Businesses being forced to deploy vulnerable applications

Get a free Techzine subscription!

According to new research, many businesses are being forced to deploy apps with vulnerabilities because of time and economic pressure. The deployments have created many opportunities for cybercriminals to thrive.

Synopsys, a silicon design firm, did the survey which found that cybersecurity and development professionals in 48% of businesses, knowingly release vulnerable code into production. They do this to beat deadlines, even though there are loopholes attackers can exploit. 

Because of this, many of the businesses have become victims of production application exploits that involve OWASP Top 10 vulnerabilities.

Companies don’t think they are failing

Even with this trend, many of the survey’s respondents describe their app security as effective. About 69% rated their security programs at 8/10 or higher.
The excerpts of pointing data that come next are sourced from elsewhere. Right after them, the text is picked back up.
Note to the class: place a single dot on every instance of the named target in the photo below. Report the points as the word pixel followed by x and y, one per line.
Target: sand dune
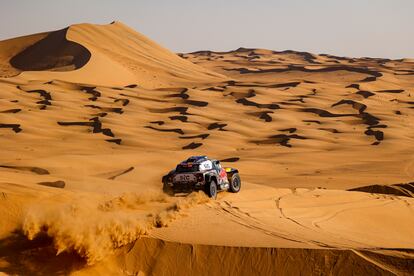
pixel 92 116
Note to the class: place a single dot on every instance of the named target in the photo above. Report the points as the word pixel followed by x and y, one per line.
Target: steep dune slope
pixel 107 55
pixel 87 134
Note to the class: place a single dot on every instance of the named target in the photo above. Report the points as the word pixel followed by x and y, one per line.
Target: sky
pixel 354 28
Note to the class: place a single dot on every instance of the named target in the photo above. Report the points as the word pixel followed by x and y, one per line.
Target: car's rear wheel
pixel 235 183
pixel 211 189
pixel 167 189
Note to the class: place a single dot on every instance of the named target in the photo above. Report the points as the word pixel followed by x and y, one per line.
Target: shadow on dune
pixel 405 189
pixel 54 52
pixel 20 256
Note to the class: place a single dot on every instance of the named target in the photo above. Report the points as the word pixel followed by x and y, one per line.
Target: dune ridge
pixel 85 140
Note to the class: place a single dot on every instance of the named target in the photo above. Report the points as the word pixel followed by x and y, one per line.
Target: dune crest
pixel 100 113
pixel 111 55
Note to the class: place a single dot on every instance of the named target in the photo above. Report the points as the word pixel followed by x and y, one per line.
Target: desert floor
pixel 92 116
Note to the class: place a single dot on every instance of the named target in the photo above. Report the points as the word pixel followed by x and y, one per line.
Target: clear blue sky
pixel 376 28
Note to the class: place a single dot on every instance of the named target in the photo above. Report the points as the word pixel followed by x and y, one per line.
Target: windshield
pixel 187 168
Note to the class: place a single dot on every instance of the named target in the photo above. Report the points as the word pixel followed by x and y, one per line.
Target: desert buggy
pixel 201 173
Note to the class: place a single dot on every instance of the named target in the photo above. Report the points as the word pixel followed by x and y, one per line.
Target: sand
pixel 92 116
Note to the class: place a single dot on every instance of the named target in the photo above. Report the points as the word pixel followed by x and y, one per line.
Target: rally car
pixel 201 173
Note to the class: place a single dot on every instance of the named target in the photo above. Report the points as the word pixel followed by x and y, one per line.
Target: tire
pixel 235 183
pixel 167 189
pixel 211 189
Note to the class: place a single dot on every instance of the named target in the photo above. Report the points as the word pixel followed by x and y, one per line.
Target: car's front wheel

DevSecOps is now at the frontline of modern development. The security and development teams do not necessarily use the same metric, which makes it hard to align objectives. Dave Gruber, the senior analyst at ESG, was commissioned to conduct the research.

He states that the problems get even worse because most of the security teams fail to understand modern app development practices. Because of shifts to micro service-driven architecture, containers, and serverless architecture, things have changed in how developers create, test and deploy their code.

Spend more on app security

To align development processes and security, many of the businesses are planning to spend more on app security. About 51% of the businesses surveyed, plan to increase their expenditure on app security over the next 12 months.

44% plan to shift their app security investments to the cloud. In an age where work is increasingly happening outside traditional company firewalls, it is imperative that more companies work on integrating development and security teams.

If there can be a cohesive pipeline to ensure that the end goal is achieved with minimal vulnerabilities, then the process can become more reliable.